Frank, grounding his theory in Paul Baran’s analysis of the global political economy, claimed that “it is capitalism, both world and national, which produced underdevelopment in the present” (in Brewer 1990:161).
This is because, Baran pointed out earlier in 1957, capitalism as it concretely arises in the periphery is of a special, truncated form, which inhibits the development of complete capitalism rather than promoting it: ‘Far from serving as an engine of economic expansion, of technological progress, and of social change, the capitalist order in these countries has represented a framework for economic stagnation, for archaic technology, and for social backwardness’ (Baran 1973: 300). Thus, the normal processes of the global economic system cause the gap between the centre and the periphery, while the periphery is reduced to a state of dependence (Brewer1990: 161).
While the conditions for the form of development that entrenches poverty are international, it is not just that there is one group of countries in the world which happens to be developed and another that happens to be poor. ‘The two are organically linked; that is to say, one part is poor because the other is rich. The relationship is partly historical – for colonialism and the slave trade helped to build up capitalism, and this provided the conditions for later forms of dependency – but the link between development and underdevelopment is also a process that continues today’ (Biel 2000:78). As Amin points out, the tendency to pauperization – the acute poverty that is both the basis for and product of capital accumulation, and thus of ‘growth’-was transplanted to the periphery (Amin 1978).

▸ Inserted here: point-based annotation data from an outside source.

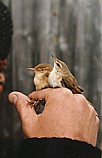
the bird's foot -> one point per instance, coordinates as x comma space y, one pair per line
38, 105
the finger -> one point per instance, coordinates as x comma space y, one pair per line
20, 102
41, 94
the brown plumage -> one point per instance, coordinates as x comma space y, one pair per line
61, 76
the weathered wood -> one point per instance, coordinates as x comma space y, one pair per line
69, 29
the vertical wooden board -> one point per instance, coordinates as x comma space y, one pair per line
22, 45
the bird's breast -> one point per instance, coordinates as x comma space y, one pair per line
54, 79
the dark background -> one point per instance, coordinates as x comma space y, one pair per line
69, 29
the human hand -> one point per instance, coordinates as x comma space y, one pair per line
65, 115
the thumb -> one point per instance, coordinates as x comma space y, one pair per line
20, 102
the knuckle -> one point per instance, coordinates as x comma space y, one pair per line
81, 102
66, 91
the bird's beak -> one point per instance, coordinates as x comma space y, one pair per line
54, 58
32, 69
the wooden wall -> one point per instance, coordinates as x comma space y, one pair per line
69, 29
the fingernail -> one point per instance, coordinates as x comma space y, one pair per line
13, 98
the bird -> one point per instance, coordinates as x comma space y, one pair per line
41, 73
60, 76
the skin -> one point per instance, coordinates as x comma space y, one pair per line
65, 115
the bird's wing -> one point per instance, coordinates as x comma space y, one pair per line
71, 83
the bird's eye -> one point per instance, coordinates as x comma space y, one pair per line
58, 64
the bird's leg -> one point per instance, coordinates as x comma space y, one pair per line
37, 105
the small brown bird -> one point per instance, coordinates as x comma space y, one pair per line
61, 76
41, 73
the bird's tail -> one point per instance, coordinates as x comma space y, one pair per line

But it is simplistic to see dependency as an international relationship, for it also requires a base in the social relations within the Southern countries. Specifically, it is internalized in the form of incomplete capitalism. The critique of development theory by Paul Baran makes this clear. The problem is not the absence of development but its presence since, the “key proposition is that capitalism in the periphery arose in a special form” whereby, to quote Baran, “all that happened was the age-old exploitation of the population of under-developed countries by their domestic overlords was freed of the mitigating constraints inherited from the feudal tradition. This superimposition of business mores over ancient oppression by landed gentries resulted in compounded exploitation, more outrageous corruption, and most glaring injustice” (Baran 1958:76).
That is, in the traditional set-up, the tribute received by the ruling class was largely conditional upon the good functioning of the system they ruled. In the context of neo-colonial capitalism, by contrast, they receive what amounts to a kind of tribute arising from the malfunctioning of the system (Biel 2000:78). The dependency perspective does not imply that the periphery cannot break this cycle. However, it points out that capitalism cannot flourish in the periphery and for the periphery to develop, it is necessary to overthrow the centre-periphery paradigm.